Em 2017, o Enviado Especial americano Brett McGurk referia-se à situação em Idlib do seguinte modo: “A província de Idlib é o maior santuário da Al Qaeda desde o 11 de setembro, ligado diretamente a Ayman al Zawahri. Isto é um grande problema”. Na verdade, McGurk não disse nada que não se soubesse. Era do conhecimento geral o apoio e proteção dados pela Turquia aos grupos islamistas que combatiam e combatem o regime de Assad. Era assim em 2017, e continua a ser hoje.

O Hayat Tahrir al-Sham controla a província de Idlib onde montou uma rede de tribunais da sharia. Ergodan não deixou de sonhar com a queda do regime alauita e a sua substituição por um regime sunita dominado pela Irmandade Muçulmana. Por isso, impede o Exército sírio de recuperar o controlo da região.

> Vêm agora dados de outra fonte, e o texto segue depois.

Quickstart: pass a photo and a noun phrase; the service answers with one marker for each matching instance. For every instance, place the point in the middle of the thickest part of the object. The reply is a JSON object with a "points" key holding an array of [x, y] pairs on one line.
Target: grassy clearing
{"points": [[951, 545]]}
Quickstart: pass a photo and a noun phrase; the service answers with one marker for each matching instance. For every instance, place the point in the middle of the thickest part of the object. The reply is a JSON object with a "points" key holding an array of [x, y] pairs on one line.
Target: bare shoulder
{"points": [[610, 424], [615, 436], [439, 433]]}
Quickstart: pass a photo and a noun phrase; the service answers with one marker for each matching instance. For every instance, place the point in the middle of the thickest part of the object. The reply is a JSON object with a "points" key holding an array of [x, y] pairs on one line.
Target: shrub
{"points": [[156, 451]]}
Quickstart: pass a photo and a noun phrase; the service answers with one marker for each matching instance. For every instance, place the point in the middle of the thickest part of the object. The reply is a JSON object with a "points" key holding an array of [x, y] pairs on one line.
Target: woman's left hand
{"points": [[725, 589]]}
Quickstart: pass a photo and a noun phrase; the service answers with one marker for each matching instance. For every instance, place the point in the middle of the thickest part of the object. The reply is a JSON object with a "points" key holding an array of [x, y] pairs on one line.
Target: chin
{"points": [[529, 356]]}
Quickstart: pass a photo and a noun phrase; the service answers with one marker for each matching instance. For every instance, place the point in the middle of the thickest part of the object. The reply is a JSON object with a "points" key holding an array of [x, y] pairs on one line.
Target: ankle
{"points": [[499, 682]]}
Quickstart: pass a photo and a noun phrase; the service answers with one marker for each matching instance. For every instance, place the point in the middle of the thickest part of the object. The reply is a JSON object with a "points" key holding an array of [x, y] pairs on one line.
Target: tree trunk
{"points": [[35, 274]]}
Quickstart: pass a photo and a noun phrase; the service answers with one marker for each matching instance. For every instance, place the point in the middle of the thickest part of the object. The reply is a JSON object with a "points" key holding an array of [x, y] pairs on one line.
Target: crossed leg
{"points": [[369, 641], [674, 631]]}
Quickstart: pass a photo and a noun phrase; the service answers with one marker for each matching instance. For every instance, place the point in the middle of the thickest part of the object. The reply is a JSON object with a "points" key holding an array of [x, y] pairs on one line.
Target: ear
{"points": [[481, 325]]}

Não deixam de ser curiosas as reações de alguns atores internacionais a esta situação. Depois de ameaçarem a Turquia com sanções por adquirir mísseis S-400 à Rússia, e retirarem Ancara do programa de desenvolvimento do caça supersónico F-35, os EUA vêm agora “prestavelmente” fornecer intelligence às forças turcas a operar em Idlib, e apoiar politicamente a sua atuação. O Secretário de Estado Mike Pompeo afirmou que “a Turquia tem o pleno direito de atuar de modo a proteger os seus interesses nacionais na Síria, e que esse direito lhe advém daquilo que a Rússia e o Irão estão ali a fazer”.

Estas afirmações são muito graves. Esquecendo-se que, ao contrário dos EUA, a Rússia e o Irão foram convidados por Damasco, Pompeo faz a apologia da violação do Direito Internacional. Segundo ele, é legítimo um país atacar outro, mesmo quando este não representa uma ameaça. Os EUA foram para a Síria ajudar os curdos sírios, inimigos da Turquia, a combater o Estado Islâmico, mas não têm agora pudor em apoiar um Estado que protege a Al Qaeda. Parece que para Mike Pompeo existem dois tipos de terrorismo jiadista: o bom e o mau.

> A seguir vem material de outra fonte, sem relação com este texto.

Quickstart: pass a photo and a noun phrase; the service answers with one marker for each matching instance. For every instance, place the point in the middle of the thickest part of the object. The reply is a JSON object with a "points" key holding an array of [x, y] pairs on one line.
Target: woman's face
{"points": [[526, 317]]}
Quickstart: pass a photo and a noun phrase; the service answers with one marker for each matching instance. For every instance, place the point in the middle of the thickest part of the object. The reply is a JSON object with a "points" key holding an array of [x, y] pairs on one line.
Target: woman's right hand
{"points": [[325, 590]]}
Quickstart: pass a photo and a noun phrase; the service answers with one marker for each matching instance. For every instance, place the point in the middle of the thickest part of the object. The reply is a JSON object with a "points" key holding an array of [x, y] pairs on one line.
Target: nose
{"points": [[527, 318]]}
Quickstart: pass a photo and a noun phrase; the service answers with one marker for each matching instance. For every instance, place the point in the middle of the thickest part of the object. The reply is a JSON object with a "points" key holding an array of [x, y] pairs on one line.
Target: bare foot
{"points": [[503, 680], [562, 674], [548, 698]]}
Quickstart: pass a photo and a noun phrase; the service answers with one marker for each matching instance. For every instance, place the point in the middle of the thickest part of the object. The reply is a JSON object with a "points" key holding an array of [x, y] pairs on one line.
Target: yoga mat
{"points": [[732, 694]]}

Mas, se para Pompeo, a Turquia está no pleno direito de atuar na Síria para proteger os seus interesses, em que é isso diferente do comportamento da Rússia na Ucrânia ou na Geórgia? Não está também a proteger os seus interesses nacionais? Será que existe um Direito Internacional bom e outro mau? será que o Direito Internacional serve apenas quando convém, como no caso dos tribunais penais ad-hoc?

As declarações do Secretário-Geral da NATO Jens Stoltenberg levantam-nos igualmente muitas interrogações: “Nenhum Aliado sofreu tanto com os ataques terroristas [como a Turquia], e nenhum outro recebeu tantos refugiados”. Será que alguém lhe trocou as speaking notes? Para além dos curdos, que é outra questão, a Turquia não sofreu ataques terroristas.

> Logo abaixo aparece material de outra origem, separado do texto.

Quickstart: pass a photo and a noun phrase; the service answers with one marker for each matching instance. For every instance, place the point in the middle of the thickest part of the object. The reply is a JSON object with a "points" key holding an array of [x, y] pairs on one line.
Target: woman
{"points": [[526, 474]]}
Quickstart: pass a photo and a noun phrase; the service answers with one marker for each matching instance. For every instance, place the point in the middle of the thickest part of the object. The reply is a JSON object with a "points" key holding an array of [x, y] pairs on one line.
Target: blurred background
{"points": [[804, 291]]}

Pelo contrário, ajudou terroristas a preparar ataques, deu-lhes salvo-condutos, apoio logístico, equipamento e treino militar, e participa em operações militares conjuntamente com eles. Por outro lado, aqueles que foram encaminhados pelas autoridades turcas para a fronteira com a Grécia eram, na sua maioria, migrantes económicos vindos de outras paragens e não refugiados oriundos da Síria.

Metem dó as ambiguidades, os argumentos reunidos à pressa e a falta de coragem para expor e condenar o comportamento trapezista do Sultão. A ausência de uma estratégia esclarecida e uma posição de subserviência não dignificam ninguém.